ECLI:NL:OGHACMB:2018:35
Gemeenschappelijk Hof van Justitie van Aruba, Curaçao, Sint Maarten en van Bonaire, Sint Eustatius en Saba
- Hoger beroep
- Rechtspraak.nl
Ontslag op staande voet van een parkeerwachter bij Curaçao Airport Partners N.V. en de rechtsgeldigheid van het ontslag
In deze zaak gaat het om een hoger beroep van een ontslag op staande voet van een parkeerwachter, [appellant], die in dienst was bij Curaçao Airport Partners N.V. (CAP). Het ontslag vond plaats op 21 oktober 2016, na een bespreking waarin CAP hem beschuldigde van het zich veelvuldig toe-eigenen van gelden uit parkeerautomaat nummer 2, het eigenhandig uitzetten van de camera en het niet naleven van de geldende procedures. [Appellant] heeft het ontslag betwist en vorderde loondoorbetaling in kort geding, maar het Gerecht in eerste aanleg van Curaçao (GEA) heeft zijn vordering afgewezen, o.a. omdat er sprake was van een dringende reden voor ontslag.
In hoger beroep heeft [appellant] geklaagd over de schending van het beginsel van hoor en wederhoor, omdat videobeelden waarop CAP zich beriep niet vooraf aan hem waren getoond. Het Hof oordeelt dat, hoewel dit een schending kan zijn, dit in hoger beroep is hersteld doordat [appellant] alsnog op de beelden heeft kunnen reageren. Het Hof beoordeelt vervolgens of de reden voor het ontslag onverwijld is medegedeeld en of CAP voldoende voortvarend heeft gehandeld in het onderzoek naar de gedragingen van [appellant].

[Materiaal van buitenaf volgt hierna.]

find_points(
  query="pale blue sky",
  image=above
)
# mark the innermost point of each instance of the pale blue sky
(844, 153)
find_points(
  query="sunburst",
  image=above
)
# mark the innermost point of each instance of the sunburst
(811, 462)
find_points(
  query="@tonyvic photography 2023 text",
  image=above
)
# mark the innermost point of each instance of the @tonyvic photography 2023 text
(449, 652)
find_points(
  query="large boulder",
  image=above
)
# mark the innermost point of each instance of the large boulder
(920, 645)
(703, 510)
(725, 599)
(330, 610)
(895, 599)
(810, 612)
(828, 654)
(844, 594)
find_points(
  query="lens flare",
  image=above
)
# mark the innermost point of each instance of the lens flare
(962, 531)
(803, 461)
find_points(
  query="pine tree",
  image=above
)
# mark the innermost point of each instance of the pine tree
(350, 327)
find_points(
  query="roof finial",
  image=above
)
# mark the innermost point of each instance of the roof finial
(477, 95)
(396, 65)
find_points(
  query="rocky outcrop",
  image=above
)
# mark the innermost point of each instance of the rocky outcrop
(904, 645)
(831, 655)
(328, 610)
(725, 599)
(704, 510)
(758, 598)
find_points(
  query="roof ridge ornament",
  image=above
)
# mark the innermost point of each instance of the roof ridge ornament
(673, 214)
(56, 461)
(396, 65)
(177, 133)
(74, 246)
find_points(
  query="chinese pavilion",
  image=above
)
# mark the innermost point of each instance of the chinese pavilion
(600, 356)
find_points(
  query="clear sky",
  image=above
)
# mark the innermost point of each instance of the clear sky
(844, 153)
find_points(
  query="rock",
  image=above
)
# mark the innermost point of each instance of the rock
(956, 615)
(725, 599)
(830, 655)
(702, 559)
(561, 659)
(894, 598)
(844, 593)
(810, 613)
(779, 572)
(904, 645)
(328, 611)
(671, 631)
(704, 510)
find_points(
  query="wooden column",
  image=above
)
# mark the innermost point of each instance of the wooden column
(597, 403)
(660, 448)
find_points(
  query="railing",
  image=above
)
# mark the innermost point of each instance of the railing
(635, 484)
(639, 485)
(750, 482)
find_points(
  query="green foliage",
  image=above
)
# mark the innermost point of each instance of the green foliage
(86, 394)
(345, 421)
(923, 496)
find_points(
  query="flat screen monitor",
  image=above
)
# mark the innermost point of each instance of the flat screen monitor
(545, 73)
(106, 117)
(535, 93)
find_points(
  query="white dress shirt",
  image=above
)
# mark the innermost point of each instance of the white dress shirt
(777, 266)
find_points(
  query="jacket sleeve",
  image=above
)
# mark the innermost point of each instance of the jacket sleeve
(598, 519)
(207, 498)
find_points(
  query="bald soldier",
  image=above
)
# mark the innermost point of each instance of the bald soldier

Het Hof concludeert dat CAP voldoende voortvarend is geweest en dat de ontslagbrief in voldoende mate aansluit op de redenen die tijdens de bespreking zijn voorgehouden. Het Hof heeft de videobeelden bekeken en constateert dat er vragen zijn over de manipulatie van de beelden en de omstandigheden rondom het ontslag. Het Hof gelast een comparitie van partijen om de beelden samen te bekijken en verdere inlichtingen te verstrekken, en houdt iedere verdere beslissing aan.